The ICPS research unit, part of the Autonomous University of Barcelona, carried out its survey between 14th September and 14th October - the period when the Catalan president, Quim Torra, was disqualified from his office. A sample of 1,200 people were surveyed and the poll has a margin of error of 2.8%.
The result of the question on how respondents would vote "if a referendum were held tomorrow to decide the independence of Catalonia" are similar to those of the last ICPS annual polls, although support for yes has fallen slightly.
"How will the independence process end?"
In another question, respondents were asked to state, firstly, how they would like the independence process to end, and secondly, how they think it will end. Here, a more pessimistic spirit ruled than in the straight yes-no independence question, with 45.2% wanting the independence process to end with "an agreement by Spain to provide Catalonia with more self-government", 31.9% wanting it to end with independence, and 16.2% with the abandonment of the process, while 6.8% either did not know or didn't answer.

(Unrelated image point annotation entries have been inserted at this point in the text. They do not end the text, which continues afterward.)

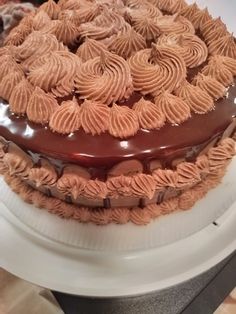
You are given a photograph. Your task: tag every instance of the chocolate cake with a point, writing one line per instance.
(117, 111)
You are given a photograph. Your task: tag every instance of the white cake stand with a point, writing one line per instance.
(120, 260)
(117, 260)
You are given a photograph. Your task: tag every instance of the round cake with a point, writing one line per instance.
(117, 111)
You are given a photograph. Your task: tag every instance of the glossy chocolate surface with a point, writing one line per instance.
(104, 151)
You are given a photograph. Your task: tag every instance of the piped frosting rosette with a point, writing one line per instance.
(190, 47)
(221, 68)
(36, 45)
(54, 72)
(106, 79)
(198, 100)
(174, 24)
(103, 26)
(171, 6)
(225, 46)
(141, 8)
(90, 49)
(127, 43)
(156, 69)
(64, 30)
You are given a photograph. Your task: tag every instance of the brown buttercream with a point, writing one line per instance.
(218, 69)
(202, 164)
(41, 106)
(44, 175)
(169, 206)
(143, 185)
(51, 8)
(8, 84)
(210, 85)
(17, 161)
(66, 119)
(95, 189)
(119, 186)
(149, 115)
(20, 97)
(94, 117)
(123, 121)
(191, 12)
(225, 46)
(147, 27)
(174, 24)
(189, 46)
(8, 65)
(175, 109)
(139, 216)
(156, 69)
(120, 215)
(188, 174)
(40, 20)
(90, 49)
(165, 178)
(71, 183)
(55, 72)
(198, 100)
(105, 79)
(212, 27)
(37, 44)
(127, 43)
(64, 30)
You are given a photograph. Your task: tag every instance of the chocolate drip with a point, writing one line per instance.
(104, 151)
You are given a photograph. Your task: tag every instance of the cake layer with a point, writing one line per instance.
(166, 144)
(103, 216)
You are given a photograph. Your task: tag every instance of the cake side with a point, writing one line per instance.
(106, 109)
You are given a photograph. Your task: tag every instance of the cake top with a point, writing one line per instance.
(116, 66)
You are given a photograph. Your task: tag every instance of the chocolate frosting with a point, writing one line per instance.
(105, 151)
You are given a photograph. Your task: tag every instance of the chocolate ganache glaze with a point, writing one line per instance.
(104, 151)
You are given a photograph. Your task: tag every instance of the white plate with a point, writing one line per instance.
(68, 266)
(128, 237)
(120, 260)
(73, 270)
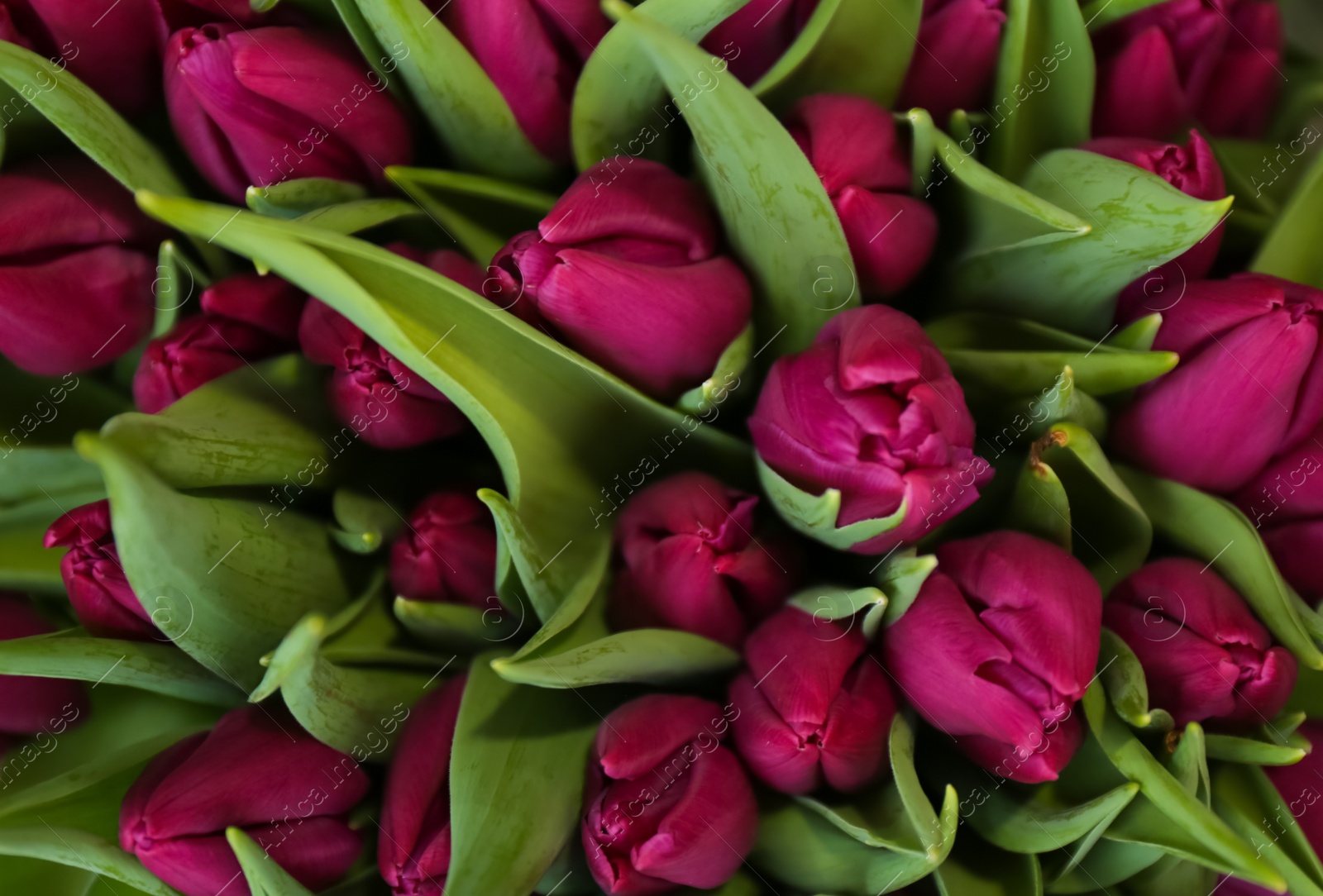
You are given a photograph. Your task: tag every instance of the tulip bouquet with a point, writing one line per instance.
(573, 447)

These doubts were even greater when respondents were asked how they think the process will, in reality, end: 42.2% believe that it will end with an agreement for more self-government for Catalonia, 26.7% with the abandonment of the independence process, 22.1% didn't know or didn't answer, and only 9.1% believe that it will end with the independence of Catalonia.
Assessment of leaders
The highest-rated Catalan political leader is the jailed president of Catalan Republican Left (ERC), Oriol Junqueras, with an average rating of 5.14. He is the only one who gets pass mark in the survey, as the second-best is the mayor of the town of Berga, Montse Venturós of the Popular Unity Candidature (CUP), with 4.59, followed by the CUP member of Parliament Carles Riera with 4.51.

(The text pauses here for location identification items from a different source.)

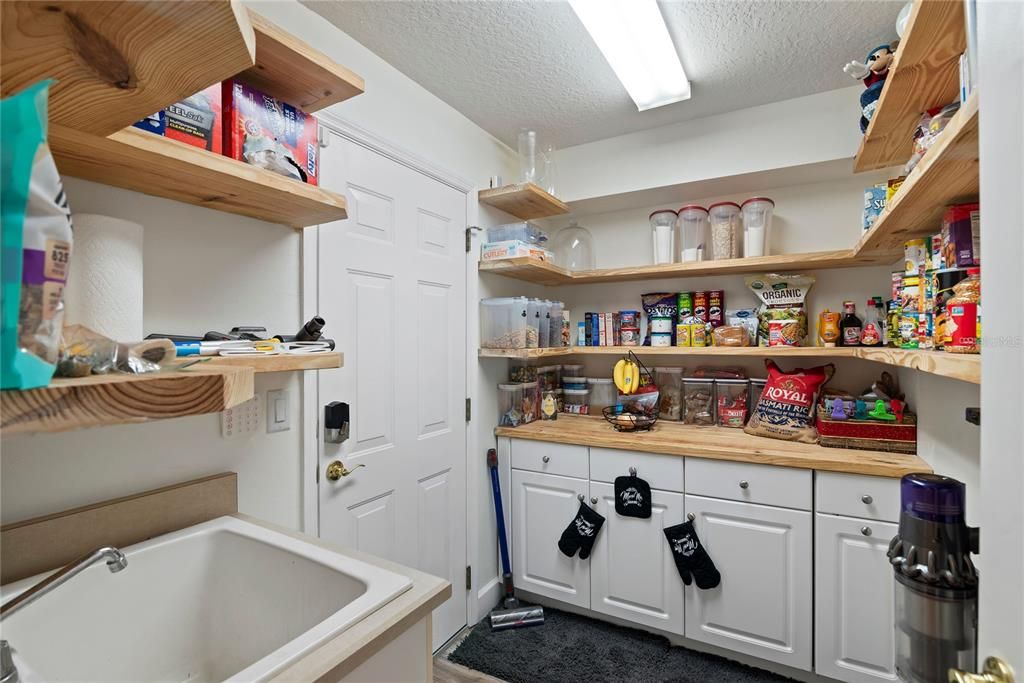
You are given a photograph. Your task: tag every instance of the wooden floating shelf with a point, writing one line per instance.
(925, 74)
(544, 272)
(946, 174)
(964, 367)
(524, 201)
(108, 399)
(118, 61)
(290, 70)
(152, 164)
(673, 438)
(276, 364)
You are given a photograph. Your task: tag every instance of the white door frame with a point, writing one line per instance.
(311, 404)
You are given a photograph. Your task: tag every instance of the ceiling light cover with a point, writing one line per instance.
(634, 39)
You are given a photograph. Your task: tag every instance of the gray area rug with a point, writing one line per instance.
(569, 648)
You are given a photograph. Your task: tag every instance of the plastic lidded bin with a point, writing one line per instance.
(693, 231)
(726, 229)
(757, 225)
(663, 235)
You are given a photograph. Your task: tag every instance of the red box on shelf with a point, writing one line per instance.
(266, 132)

The Catalan vice-president and likely ERC candidate in the Catalan elections, Pere Aragonès, obtained 4.49; the leader of the left-wing Comuns in Parliament and candidate in the elections, Jéssica Albiach, rated 4.2; the mayor of Barcelona, Ada Colau (Comuns), 4.1, and the mayor of Catalonia's second largest city L'Hospitalet de Llobregat, Núria Marín of the Catalan Socialists (PSC), earned a 4.01 rating.

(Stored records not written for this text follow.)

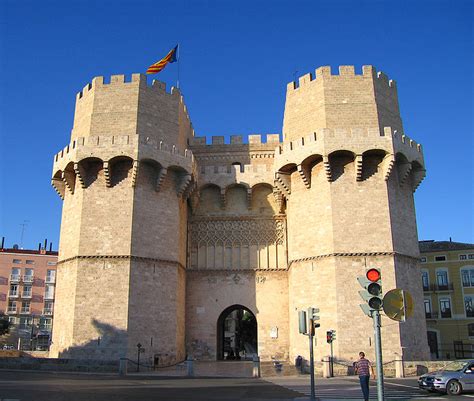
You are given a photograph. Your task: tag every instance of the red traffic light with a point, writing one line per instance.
(373, 275)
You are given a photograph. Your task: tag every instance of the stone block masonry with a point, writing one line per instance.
(162, 233)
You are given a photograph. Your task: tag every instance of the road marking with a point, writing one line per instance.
(401, 385)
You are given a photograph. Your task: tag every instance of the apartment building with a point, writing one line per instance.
(447, 273)
(27, 287)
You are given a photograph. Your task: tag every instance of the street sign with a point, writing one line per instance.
(398, 304)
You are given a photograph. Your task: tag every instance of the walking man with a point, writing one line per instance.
(363, 368)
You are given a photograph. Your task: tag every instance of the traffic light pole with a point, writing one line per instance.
(311, 360)
(378, 354)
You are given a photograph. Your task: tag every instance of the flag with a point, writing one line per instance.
(171, 57)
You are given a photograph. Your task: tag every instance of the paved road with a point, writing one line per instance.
(348, 388)
(42, 386)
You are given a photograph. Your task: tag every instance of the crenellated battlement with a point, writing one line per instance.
(135, 80)
(107, 147)
(345, 72)
(325, 141)
(253, 139)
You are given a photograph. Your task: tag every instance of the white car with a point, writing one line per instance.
(454, 378)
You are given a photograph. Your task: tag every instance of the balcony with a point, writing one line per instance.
(435, 287)
(432, 315)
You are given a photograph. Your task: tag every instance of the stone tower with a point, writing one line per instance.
(152, 234)
(348, 174)
(124, 179)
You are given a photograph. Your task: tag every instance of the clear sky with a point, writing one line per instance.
(236, 59)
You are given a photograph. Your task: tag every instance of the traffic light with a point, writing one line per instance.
(372, 284)
(313, 318)
(330, 336)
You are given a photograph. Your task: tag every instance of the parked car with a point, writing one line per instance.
(454, 378)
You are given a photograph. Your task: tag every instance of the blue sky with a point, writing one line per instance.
(236, 59)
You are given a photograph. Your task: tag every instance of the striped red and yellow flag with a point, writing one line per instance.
(171, 57)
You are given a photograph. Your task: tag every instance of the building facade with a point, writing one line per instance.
(165, 236)
(27, 288)
(447, 270)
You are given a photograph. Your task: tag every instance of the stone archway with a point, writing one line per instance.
(236, 334)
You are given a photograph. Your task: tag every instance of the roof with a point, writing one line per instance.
(438, 246)
(29, 251)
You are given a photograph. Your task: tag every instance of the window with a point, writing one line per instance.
(11, 307)
(445, 307)
(46, 323)
(25, 322)
(468, 306)
(25, 307)
(26, 291)
(467, 277)
(48, 308)
(13, 290)
(49, 291)
(442, 279)
(427, 303)
(15, 274)
(50, 276)
(28, 277)
(425, 279)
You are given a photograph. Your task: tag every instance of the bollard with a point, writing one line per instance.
(123, 367)
(399, 368)
(256, 366)
(189, 366)
(327, 366)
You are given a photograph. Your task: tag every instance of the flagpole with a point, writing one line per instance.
(177, 83)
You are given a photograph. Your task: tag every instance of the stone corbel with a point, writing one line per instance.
(69, 180)
(80, 174)
(58, 186)
(305, 175)
(358, 163)
(327, 168)
(284, 181)
(389, 162)
(160, 179)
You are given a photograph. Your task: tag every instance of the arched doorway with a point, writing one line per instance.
(236, 334)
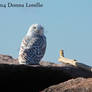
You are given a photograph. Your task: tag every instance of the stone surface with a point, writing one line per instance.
(73, 85)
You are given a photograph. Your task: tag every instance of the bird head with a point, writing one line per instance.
(36, 29)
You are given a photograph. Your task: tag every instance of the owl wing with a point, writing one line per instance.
(33, 48)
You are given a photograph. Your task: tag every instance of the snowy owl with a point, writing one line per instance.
(33, 45)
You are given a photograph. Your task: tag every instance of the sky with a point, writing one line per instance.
(67, 24)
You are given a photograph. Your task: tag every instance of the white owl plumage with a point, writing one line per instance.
(33, 45)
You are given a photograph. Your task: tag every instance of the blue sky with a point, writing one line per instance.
(67, 23)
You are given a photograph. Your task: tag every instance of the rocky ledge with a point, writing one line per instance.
(46, 77)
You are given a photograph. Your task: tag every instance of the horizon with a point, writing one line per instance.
(67, 24)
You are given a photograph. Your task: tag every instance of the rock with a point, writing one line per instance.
(73, 85)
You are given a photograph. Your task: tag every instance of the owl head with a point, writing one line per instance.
(35, 29)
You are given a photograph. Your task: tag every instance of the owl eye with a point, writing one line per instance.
(34, 27)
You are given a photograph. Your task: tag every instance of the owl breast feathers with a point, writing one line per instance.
(32, 49)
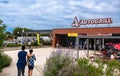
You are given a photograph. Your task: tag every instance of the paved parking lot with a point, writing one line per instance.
(41, 55)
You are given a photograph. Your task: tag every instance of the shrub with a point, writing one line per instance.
(56, 62)
(5, 60)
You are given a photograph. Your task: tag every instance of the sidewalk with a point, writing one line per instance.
(41, 55)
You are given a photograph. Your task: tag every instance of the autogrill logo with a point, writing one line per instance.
(77, 23)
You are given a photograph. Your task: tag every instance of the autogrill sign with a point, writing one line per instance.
(77, 23)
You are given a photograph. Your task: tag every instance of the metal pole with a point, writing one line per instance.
(77, 46)
(87, 47)
(94, 46)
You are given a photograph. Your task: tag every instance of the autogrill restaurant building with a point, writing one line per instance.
(91, 36)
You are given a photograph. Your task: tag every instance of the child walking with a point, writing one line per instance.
(31, 57)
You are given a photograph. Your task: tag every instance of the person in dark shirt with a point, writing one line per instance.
(30, 58)
(21, 61)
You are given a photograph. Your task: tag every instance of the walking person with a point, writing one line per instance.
(21, 61)
(30, 58)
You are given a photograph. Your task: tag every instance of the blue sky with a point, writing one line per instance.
(50, 14)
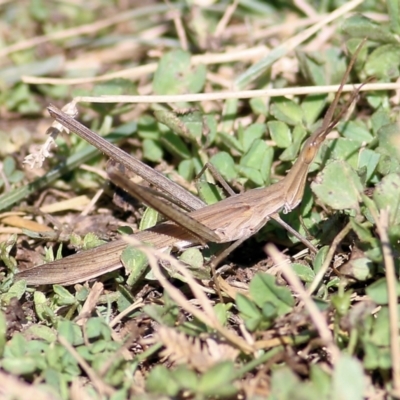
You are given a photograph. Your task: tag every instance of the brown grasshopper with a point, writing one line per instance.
(233, 219)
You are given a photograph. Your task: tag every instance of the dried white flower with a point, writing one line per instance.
(36, 159)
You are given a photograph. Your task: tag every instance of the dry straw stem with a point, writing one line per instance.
(90, 303)
(137, 304)
(315, 315)
(13, 388)
(138, 72)
(82, 29)
(102, 388)
(382, 224)
(325, 266)
(240, 94)
(207, 316)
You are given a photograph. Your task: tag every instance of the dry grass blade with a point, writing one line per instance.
(180, 348)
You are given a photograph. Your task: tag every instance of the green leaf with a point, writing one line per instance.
(250, 134)
(97, 327)
(71, 332)
(176, 75)
(175, 145)
(209, 192)
(377, 291)
(152, 150)
(368, 159)
(284, 383)
(259, 106)
(356, 131)
(387, 195)
(312, 106)
(225, 165)
(3, 332)
(8, 166)
(230, 141)
(344, 149)
(304, 272)
(384, 62)
(149, 219)
(135, 262)
(193, 257)
(338, 186)
(291, 152)
(252, 174)
(16, 290)
(43, 332)
(63, 296)
(394, 15)
(185, 378)
(159, 381)
(280, 133)
(19, 366)
(360, 26)
(217, 380)
(256, 158)
(91, 241)
(286, 111)
(348, 379)
(186, 169)
(247, 306)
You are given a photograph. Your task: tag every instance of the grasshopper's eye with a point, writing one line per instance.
(310, 152)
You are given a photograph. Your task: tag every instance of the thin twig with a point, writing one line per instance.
(315, 315)
(207, 316)
(382, 224)
(324, 268)
(101, 387)
(241, 94)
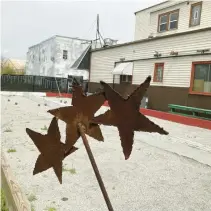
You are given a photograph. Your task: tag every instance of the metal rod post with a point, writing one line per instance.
(94, 165)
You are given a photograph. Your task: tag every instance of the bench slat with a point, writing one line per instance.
(206, 111)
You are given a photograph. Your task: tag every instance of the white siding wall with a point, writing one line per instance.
(177, 71)
(102, 62)
(53, 48)
(147, 20)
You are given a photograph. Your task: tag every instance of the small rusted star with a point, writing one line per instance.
(52, 150)
(124, 114)
(82, 111)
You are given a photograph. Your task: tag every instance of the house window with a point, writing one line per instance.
(158, 72)
(125, 79)
(195, 14)
(65, 54)
(168, 21)
(201, 78)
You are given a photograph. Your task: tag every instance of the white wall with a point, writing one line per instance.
(177, 70)
(102, 62)
(147, 20)
(53, 48)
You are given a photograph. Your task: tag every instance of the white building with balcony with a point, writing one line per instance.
(172, 44)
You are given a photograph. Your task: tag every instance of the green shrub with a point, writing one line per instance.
(3, 202)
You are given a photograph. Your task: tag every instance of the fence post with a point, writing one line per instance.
(33, 83)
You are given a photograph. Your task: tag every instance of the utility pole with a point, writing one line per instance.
(98, 34)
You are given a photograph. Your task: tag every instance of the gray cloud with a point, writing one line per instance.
(25, 23)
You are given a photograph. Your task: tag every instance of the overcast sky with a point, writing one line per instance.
(26, 23)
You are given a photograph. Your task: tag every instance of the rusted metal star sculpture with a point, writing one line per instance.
(125, 115)
(82, 111)
(79, 118)
(52, 150)
(79, 122)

Former presidents Quim Torra and Carles Puigdemont of Together for Catalonia (JxCat) also received fail grades: 3.93 and 3.82 respectively; PSC leader Miquel Iceta, with 3.77; the mayor of Badalona, Xavier García Albiol of the right-wing Popular Party (PP), with 2.61; the Catalan leader of the PP, Alejandro Fernández, with 2.42, and the leader of Ciudadanos in Catalonia, Carlos Carrizosa, with 2.01.